To describe breast cancer treatment patterns among premenopausal women by age and time since last pregnancy.
Data were analyzed from 1,179 women diagnosed with premenopausal breast cancer in the Carolina Breast Cancer Study. Of these, 160 had a recent pregnancy (within 5 years of cancer diagnosis). Relative frequency differences (RFDs) and 95% confidence intervals (CIs) were used to compare cancer stage, treatment modality received, treatment initiation delay (>30 days), and prolonged treatment duration (>2 to >8 months depending on the treatment received) by age and recency of pregnancy.
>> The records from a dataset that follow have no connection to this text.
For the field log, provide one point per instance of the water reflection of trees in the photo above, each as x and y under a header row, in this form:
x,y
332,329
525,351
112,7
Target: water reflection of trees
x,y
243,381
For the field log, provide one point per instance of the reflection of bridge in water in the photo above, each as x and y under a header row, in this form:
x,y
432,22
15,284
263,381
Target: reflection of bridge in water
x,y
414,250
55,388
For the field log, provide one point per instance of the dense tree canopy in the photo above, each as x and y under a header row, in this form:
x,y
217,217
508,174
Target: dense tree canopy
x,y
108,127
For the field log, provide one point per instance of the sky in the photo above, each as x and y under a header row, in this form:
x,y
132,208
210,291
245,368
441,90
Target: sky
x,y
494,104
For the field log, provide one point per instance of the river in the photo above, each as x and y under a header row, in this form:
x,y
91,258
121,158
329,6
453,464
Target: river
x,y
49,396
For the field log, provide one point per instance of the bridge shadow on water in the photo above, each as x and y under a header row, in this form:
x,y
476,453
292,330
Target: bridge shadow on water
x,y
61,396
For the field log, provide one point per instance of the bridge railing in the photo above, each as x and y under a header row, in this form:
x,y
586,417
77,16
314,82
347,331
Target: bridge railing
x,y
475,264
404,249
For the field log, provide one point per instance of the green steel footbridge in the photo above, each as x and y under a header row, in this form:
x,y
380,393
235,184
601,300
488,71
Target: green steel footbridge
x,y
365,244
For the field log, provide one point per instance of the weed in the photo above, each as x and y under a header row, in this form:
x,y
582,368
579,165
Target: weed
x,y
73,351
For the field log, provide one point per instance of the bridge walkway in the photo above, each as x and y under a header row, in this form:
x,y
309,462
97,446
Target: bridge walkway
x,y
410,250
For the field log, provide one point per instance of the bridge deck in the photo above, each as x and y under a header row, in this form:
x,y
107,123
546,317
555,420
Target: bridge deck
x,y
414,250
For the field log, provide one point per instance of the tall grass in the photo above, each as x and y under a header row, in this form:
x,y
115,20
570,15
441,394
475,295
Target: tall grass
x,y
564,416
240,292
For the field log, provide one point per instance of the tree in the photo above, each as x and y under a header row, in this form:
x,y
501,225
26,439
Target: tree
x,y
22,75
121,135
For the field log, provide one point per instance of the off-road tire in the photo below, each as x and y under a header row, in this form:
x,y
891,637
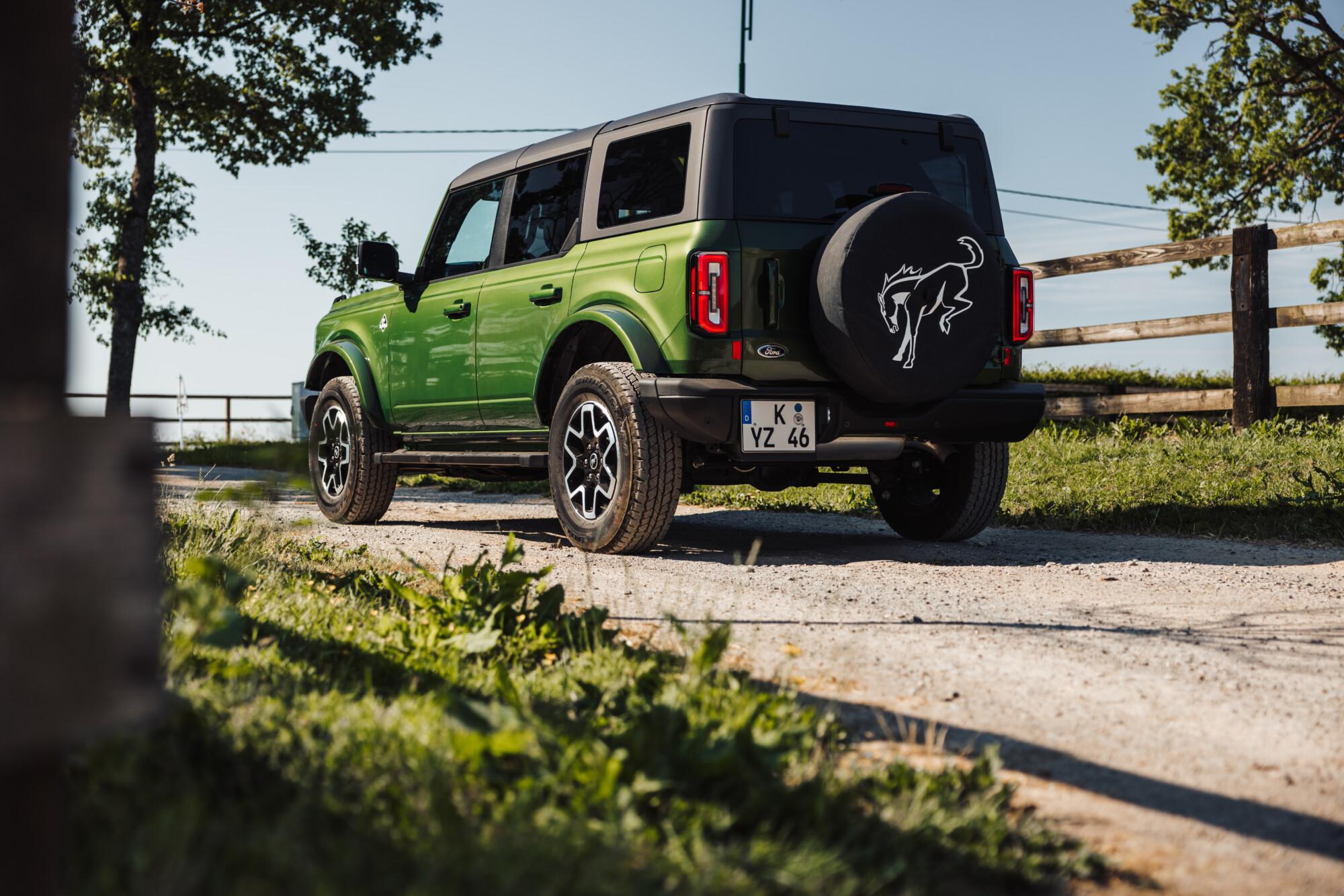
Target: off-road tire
x,y
972,487
648,465
369,487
Recently postpartum women were significantly more likely to have stage III disease [RFD (95% CI): 12.2% (3.6%, 20.8%)] and to receive more aggressive treatment compared to nulliparous women. After adjustment for age, race and standard clinical tumor characteristics, recently postpartum women were significantly less likely to have delayed treatment initiation [RFD (95% CI): -11.2% (-21.4%, -1.0%)] and prolonged treatment duration [RFD (95% CI): -17.5% (-28.0%, -7.1%)], and were more likely to have mastectomy [RFD (95% CI): 14.9% (4.8%, 25.0%)] compared to nulliparous. Similarly, younger women (<40 years of age) were significantly less likely to experience prolonged treatment duration [RFD (95% CI): -5.6% (11.1%, -0.0%)] and more likely to undergo mastectomy [RFD (95% CI): 10.6% (5.2%, 16.0%)] compared to older women (≥40 years of age).
These results suggest that recently postpartum and younger women often received prompt and aggressive breast cancer treatment. Higher mortality and recurrence among recently pregnant women are unlikely to be related to under-treatment.